Might I suggest just having a while - do - sleep60 loop instead? You can use cron to watchdog that script if required too :slight_smile:

But if you are going to want to scale this up at any point, I'd recommend moving away from cron altogether and going to something like control-m or one of the other fine centralised automation tools and save yourself a costly migration later on.

Thanks Dude for replying. Having a dedicated scheduler make sense but somehow i dont find it very helpful in my environment.
See these jobs are very small jobs which last i guess a max 2 - 3 mins. that's why these are scheduled on the localhost only. More over getting a dedicated server as a scheduler which run it from other end and tries to archive the data from the webserver will be a extra effort for network. I have look from the network side as well. Becoz they are running on localhost so, network is not bothered about these jobs.
Secondly i completely agree with you that what if they hung we might end up in real dead zone. But i have already tried to cure that by putting a script which works like a watch dog on these scripts and which prevents them to raise more than what they expected too.

So, in my situation having a tool like control-m will be help, i am not very confident about it.

But my real question was is there something we can do to integrate cronjob with something which is UI and from there we can keep and eye on jobs.

I heards something called "hudson" which keeps tracks of concurrent jobs like cron jobs. but i never used it. Any idea bout this software...or any other software in mind to resolve this issue, or any out of the box integration in mind which can be helpful in this situation.

not sure if I understand the question...

we just make our scripts very good at error checking.
it sends an email if there is an error.
otherwise if just does exit 0, with no output.

as long as it works we don't care about logs and errors and such.

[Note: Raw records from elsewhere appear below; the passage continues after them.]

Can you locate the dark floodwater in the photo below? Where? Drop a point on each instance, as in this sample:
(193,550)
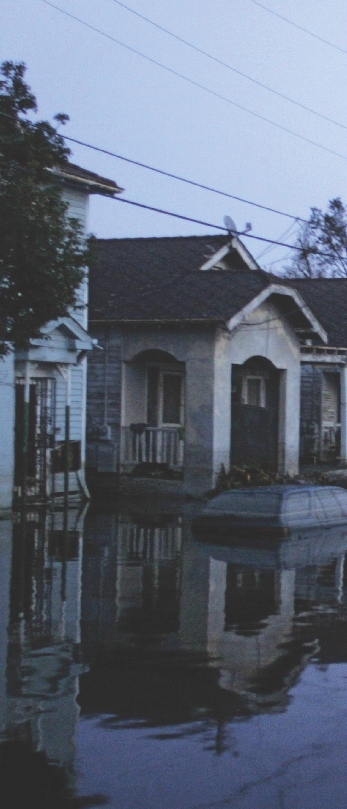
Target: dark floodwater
(141,669)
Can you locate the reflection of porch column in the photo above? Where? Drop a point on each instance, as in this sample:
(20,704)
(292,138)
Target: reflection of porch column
(343,454)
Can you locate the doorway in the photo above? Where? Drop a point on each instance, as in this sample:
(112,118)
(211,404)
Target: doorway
(255,406)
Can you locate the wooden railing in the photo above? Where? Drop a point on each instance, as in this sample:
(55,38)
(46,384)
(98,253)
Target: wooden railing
(152,445)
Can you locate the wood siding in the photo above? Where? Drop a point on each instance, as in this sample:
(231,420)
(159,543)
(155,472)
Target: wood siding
(104,402)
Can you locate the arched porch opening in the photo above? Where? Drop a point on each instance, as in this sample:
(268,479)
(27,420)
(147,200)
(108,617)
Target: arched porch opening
(153,415)
(255,414)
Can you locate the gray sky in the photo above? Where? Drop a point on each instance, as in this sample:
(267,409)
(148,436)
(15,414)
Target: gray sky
(122,102)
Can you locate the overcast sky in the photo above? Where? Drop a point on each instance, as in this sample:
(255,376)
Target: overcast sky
(122,102)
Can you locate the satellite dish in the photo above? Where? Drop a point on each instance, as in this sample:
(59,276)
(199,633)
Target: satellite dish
(230,224)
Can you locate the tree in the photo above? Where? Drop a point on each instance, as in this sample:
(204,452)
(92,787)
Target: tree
(322,243)
(42,251)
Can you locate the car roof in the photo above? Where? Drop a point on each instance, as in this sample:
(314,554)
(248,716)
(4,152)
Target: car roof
(281,489)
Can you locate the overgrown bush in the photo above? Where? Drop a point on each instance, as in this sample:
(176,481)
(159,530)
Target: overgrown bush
(246,475)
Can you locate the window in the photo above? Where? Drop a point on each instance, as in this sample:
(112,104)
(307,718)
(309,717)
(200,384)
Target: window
(164,397)
(254,391)
(171,398)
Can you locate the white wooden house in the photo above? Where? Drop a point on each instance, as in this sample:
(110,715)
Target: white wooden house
(50,372)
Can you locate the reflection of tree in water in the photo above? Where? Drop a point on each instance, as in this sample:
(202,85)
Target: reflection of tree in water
(42,666)
(28,778)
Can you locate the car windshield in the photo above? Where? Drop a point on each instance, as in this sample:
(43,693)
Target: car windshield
(247,502)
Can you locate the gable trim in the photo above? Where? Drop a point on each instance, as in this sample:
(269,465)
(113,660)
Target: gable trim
(235,244)
(277,289)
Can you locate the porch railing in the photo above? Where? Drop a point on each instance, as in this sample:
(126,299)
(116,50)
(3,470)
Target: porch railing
(152,445)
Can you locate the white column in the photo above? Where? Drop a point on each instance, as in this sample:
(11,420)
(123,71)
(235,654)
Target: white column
(343,394)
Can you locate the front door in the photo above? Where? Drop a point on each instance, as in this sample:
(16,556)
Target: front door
(40,433)
(255,403)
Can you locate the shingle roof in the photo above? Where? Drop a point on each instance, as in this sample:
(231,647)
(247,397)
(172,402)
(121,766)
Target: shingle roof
(70,170)
(160,279)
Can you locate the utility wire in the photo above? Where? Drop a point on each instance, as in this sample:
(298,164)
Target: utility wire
(300,27)
(229,67)
(216,227)
(270,247)
(184,179)
(197,221)
(173,176)
(195,83)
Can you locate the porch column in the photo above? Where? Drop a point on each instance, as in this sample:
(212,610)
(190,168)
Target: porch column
(343,394)
(26,407)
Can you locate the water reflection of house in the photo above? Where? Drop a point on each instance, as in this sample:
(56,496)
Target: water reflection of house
(231,620)
(40,665)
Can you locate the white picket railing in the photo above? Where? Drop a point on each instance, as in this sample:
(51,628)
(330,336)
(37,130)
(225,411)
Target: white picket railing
(152,445)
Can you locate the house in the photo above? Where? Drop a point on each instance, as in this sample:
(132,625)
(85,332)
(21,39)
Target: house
(200,363)
(324,374)
(50,374)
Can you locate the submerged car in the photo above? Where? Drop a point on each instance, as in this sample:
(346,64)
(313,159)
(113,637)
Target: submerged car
(272,511)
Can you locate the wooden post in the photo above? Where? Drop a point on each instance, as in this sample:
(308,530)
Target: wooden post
(26,409)
(67,438)
(343,405)
(66,482)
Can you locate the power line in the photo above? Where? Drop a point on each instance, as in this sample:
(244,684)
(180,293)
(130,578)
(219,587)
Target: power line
(210,225)
(270,247)
(195,83)
(197,221)
(300,27)
(183,179)
(229,67)
(175,176)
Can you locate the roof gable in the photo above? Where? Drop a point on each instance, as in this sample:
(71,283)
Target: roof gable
(160,280)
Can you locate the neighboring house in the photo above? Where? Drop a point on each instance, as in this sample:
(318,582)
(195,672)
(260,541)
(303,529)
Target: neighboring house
(201,361)
(51,369)
(324,374)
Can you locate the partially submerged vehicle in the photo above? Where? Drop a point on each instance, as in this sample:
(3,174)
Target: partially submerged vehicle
(273,512)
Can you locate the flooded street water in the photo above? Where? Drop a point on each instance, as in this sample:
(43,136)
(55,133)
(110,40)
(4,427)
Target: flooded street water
(142,669)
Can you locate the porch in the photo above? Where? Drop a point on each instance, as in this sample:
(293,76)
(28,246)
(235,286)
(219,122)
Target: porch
(152,451)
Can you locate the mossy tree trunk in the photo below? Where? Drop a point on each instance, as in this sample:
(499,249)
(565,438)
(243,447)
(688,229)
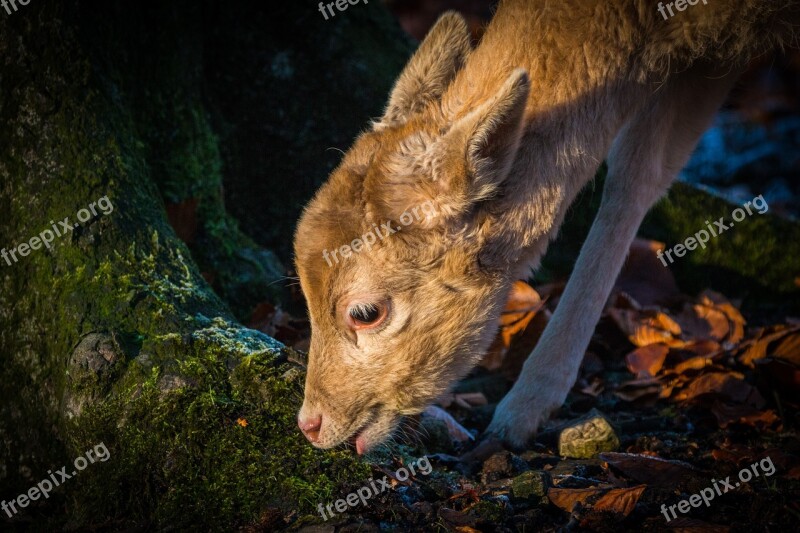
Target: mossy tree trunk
(113,335)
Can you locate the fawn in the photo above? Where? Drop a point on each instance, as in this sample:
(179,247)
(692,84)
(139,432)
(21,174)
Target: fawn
(500,139)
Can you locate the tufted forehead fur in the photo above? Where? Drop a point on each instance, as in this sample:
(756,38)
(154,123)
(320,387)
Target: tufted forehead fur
(451,138)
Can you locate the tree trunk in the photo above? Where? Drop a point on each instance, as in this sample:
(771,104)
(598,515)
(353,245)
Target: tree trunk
(126,329)
(112,334)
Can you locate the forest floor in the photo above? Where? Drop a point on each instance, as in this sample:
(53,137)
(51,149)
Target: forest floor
(684,418)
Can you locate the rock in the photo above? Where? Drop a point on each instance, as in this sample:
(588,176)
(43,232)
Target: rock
(587,437)
(532,483)
(500,465)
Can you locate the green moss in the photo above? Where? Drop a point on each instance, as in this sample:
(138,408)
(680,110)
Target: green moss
(113,336)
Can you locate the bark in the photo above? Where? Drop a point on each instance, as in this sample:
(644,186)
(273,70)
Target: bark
(123,333)
(113,335)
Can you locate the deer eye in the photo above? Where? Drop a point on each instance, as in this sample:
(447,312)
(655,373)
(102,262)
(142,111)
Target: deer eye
(367,315)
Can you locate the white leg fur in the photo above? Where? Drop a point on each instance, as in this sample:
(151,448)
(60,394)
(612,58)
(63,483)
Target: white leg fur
(646,156)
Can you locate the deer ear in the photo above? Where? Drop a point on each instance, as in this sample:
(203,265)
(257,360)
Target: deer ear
(431,69)
(455,171)
(491,134)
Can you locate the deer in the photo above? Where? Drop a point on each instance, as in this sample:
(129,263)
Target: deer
(499,138)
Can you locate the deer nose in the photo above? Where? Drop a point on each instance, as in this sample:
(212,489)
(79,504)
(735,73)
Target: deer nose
(310,427)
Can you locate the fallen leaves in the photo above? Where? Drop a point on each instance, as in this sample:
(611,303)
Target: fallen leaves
(601,499)
(646,361)
(651,471)
(522,306)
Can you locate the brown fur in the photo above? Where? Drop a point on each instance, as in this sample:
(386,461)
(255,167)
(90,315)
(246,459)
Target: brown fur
(500,140)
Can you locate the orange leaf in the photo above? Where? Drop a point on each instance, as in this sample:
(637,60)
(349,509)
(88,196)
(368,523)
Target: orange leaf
(647,360)
(621,501)
(652,471)
(565,499)
(728,414)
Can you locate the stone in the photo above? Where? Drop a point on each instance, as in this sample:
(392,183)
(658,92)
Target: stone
(587,437)
(530,484)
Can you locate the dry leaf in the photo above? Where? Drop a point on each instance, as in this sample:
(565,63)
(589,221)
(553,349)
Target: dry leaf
(565,499)
(646,327)
(647,360)
(522,305)
(727,414)
(789,349)
(728,385)
(652,471)
(621,501)
(701,322)
(693,363)
(684,524)
(636,389)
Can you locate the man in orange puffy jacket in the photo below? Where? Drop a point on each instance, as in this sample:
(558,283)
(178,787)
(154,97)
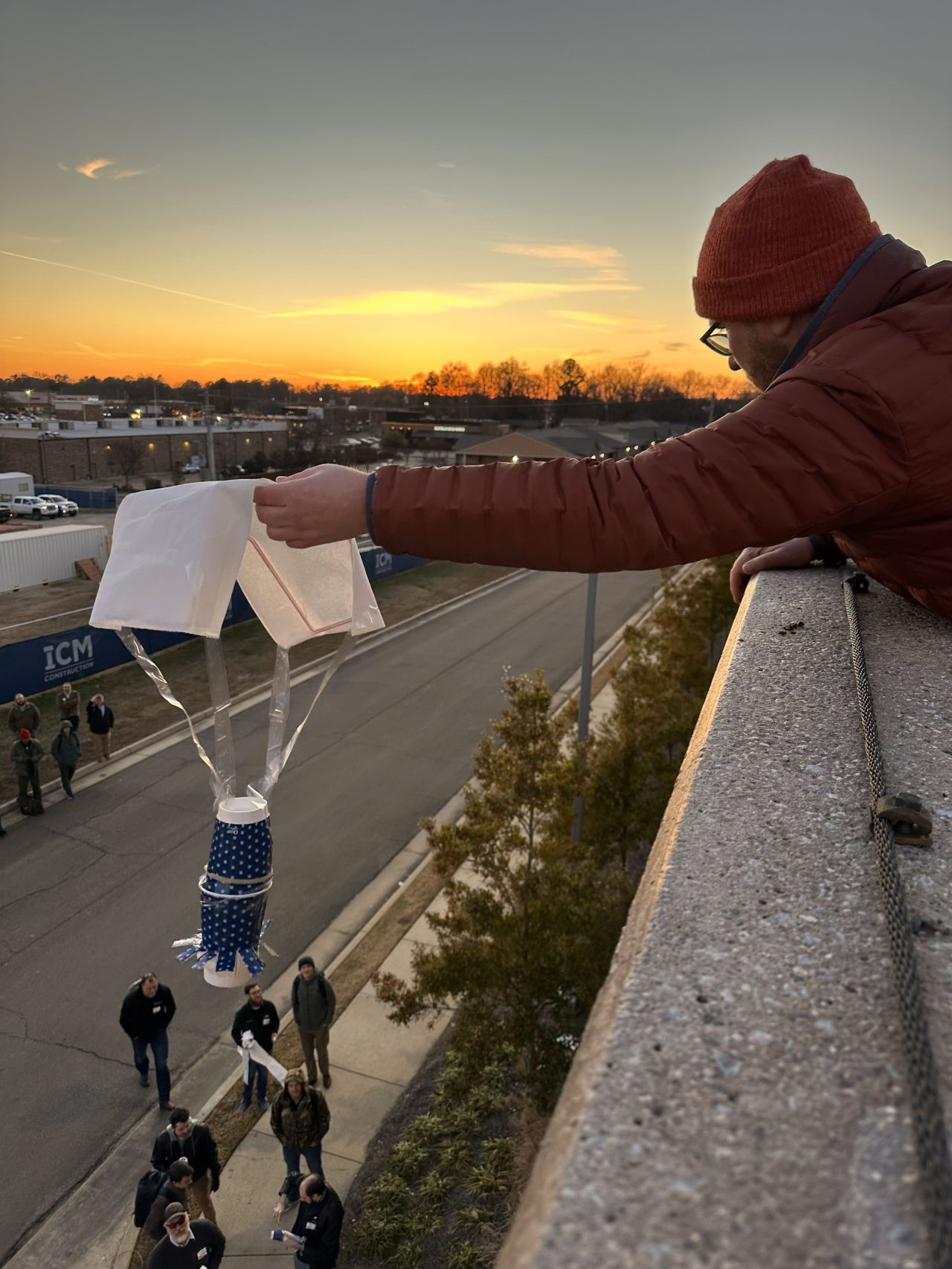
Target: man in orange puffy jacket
(847,451)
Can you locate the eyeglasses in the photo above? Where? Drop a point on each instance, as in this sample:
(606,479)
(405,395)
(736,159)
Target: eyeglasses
(716,339)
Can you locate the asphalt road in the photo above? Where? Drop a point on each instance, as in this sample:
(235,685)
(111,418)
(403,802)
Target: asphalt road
(94,893)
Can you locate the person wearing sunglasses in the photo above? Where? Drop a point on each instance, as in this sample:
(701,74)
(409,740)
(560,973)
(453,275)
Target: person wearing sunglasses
(187,1244)
(846,452)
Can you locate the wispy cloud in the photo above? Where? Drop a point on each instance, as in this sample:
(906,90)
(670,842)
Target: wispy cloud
(582,320)
(335,377)
(98,352)
(134,282)
(94,167)
(564,253)
(234,361)
(391,303)
(515,291)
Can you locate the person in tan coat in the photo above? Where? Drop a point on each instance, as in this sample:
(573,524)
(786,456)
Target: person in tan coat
(846,452)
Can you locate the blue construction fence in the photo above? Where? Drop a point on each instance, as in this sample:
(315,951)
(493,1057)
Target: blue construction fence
(39,664)
(91,499)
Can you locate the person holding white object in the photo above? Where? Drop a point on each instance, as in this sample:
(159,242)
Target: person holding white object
(257,1022)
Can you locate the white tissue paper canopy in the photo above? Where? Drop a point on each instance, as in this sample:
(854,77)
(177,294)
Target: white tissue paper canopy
(177,553)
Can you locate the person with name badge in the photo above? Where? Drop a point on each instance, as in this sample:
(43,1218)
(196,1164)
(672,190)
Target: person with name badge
(187,1244)
(255,1023)
(147,1013)
(315,1235)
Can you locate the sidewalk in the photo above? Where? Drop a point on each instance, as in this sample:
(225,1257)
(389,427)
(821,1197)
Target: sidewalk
(371,1062)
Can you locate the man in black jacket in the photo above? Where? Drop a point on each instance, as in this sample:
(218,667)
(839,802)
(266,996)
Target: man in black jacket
(174,1191)
(314,1003)
(318,1222)
(255,1021)
(102,721)
(190,1143)
(145,1015)
(187,1244)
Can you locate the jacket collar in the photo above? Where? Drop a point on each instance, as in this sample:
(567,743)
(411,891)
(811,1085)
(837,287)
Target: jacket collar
(862,291)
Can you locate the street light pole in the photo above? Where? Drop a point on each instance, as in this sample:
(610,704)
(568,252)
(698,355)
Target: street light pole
(210,437)
(588,652)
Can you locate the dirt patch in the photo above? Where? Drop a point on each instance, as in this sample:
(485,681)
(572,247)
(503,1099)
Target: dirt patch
(249,655)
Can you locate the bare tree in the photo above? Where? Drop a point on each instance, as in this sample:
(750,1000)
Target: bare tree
(126,457)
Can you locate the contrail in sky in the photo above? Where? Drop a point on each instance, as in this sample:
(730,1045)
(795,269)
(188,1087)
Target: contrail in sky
(134,282)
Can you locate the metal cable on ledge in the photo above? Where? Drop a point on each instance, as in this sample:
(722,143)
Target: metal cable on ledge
(928,1119)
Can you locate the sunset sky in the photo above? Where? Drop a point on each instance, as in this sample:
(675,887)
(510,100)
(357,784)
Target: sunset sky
(367,190)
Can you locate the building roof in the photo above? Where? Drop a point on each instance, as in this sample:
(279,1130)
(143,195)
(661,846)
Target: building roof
(518,444)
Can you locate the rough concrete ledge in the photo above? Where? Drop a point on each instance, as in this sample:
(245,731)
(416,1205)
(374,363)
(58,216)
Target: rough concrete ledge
(739,1096)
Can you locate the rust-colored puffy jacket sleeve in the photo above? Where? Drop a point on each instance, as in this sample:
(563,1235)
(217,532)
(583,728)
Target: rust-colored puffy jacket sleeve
(813,453)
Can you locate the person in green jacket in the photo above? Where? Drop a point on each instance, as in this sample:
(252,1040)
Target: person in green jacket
(66,751)
(25,755)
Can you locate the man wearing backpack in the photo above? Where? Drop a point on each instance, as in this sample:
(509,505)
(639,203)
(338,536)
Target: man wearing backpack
(174,1189)
(312,1001)
(147,1012)
(190,1143)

Oops, i am sorry if am not understandable. Question is how can you monitor the cronjob if you have almost 1000 of them, what you have mention is absolutely right. but these are PHP script which directly related to the application it self. Now there could be N number of reasons for the failure of the script.

let me give you an idea of the crontab entries:

12 14 * * * /etc/webmin/cron/tempdelete.pl
*/5 * * * * wget -q -O /dev/null http://localhost/admin/cron.php
0 2 * * * /etc/webmin/fsdump/backup.pl 47211236803641

So, here you can see an example of the crontab entry. So, these PHP scripts are basicall page from teh web site which pull and puts the data inside and outside of DB. they not very log running running scripts.
So, my concern is as i have mentioned there could be N number of reasons that these scripts fails so, any idea, tool by which you can monitor these. That what all script ran today and what all didn't dude what reason.